3. Results and discussion 

3.1. Blended Nb-silicide based alloy powder

  Table 1 shows that there was good agreement between the nominal composition, ingot composition, and that of the powder blend. During the initial arc melting trials, vaporisation led to significant variation in the composition, and so a few iterations were completed using different amounts of some elements to achieve a chemical composition as close as 

possible to the nominal one. Despite this, the actual composition of the ingots did not match exactly the nominal alloy composition. This accounts for the variation between the ingot compositions and powder blend, as the powder blend was the average of several combined ingots.

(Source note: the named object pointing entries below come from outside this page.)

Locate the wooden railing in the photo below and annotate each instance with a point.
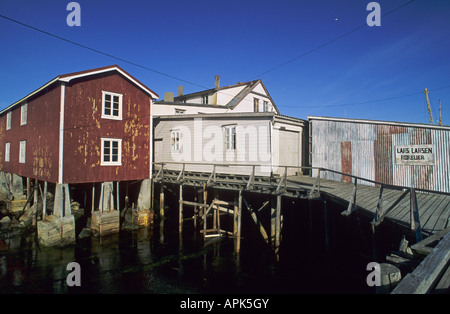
(281, 180)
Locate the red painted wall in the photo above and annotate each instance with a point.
(40, 133)
(84, 127)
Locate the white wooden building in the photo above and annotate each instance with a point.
(232, 125)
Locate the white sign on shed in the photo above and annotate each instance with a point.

Interstitial elements can impact the mechanical properties of RMs, alloys with RM additions [1] and their phases [6]. The maximum solid solubility of oxygen in Nb is 9 at.% at 1915 ◦C and about 6 at.% at 1500 ◦C [29]. The effect of solute elements in the solid solutions in Nb silicide based alloys on the maximum solid solubility of oxygen is not known [6], and the same is the case for the Nbss of the alloy in this study. Contamination with oxygen of the bcc solid solution affects its hardness and Young’s modulus [6]. The Nb5Si3 can also be contaminated with oxygen, however its contamination is less severe compared with the Nbss [30] and affects the hardness and Young’s modulus of the silicide. The bcc solid solution in RM(Nb)ICs is their Achilles’ heel as it provides the path for interstitials to contaminate their microstructure [6]. Control of interstitials during processing is challenging as contamination can occur from several sources, including milling media and container, milling environment and tooling [1]. Interstitial pickup occurred during the processing, with a significant increase in oxygen content in the powder blend compared with the ingot, revealing that the majority of the increase in oxygen content occurred during the crushing and ball milling of the material. The oxygen content given in Table 1 is a bulk measurement, and therefore the oxygen content of individual phases is not reported. The increase in bulk oxygen content could have been caused by contamination from the ZrO2 milling media, although it is more likely from reaction with atmospheric oxygen. This suggests that the argon flushing of the milling container was not sufficient, however more investigation is required to confirm this. Heat generated during milling could also enhance pickup of oxygen. The increase in oxygen content can affect mechanical properties and change phase equilibria where contamination is high [31]. Therefore, it is important to both minimise and quantify the extent of contamination during processing, to assess the impact on properties.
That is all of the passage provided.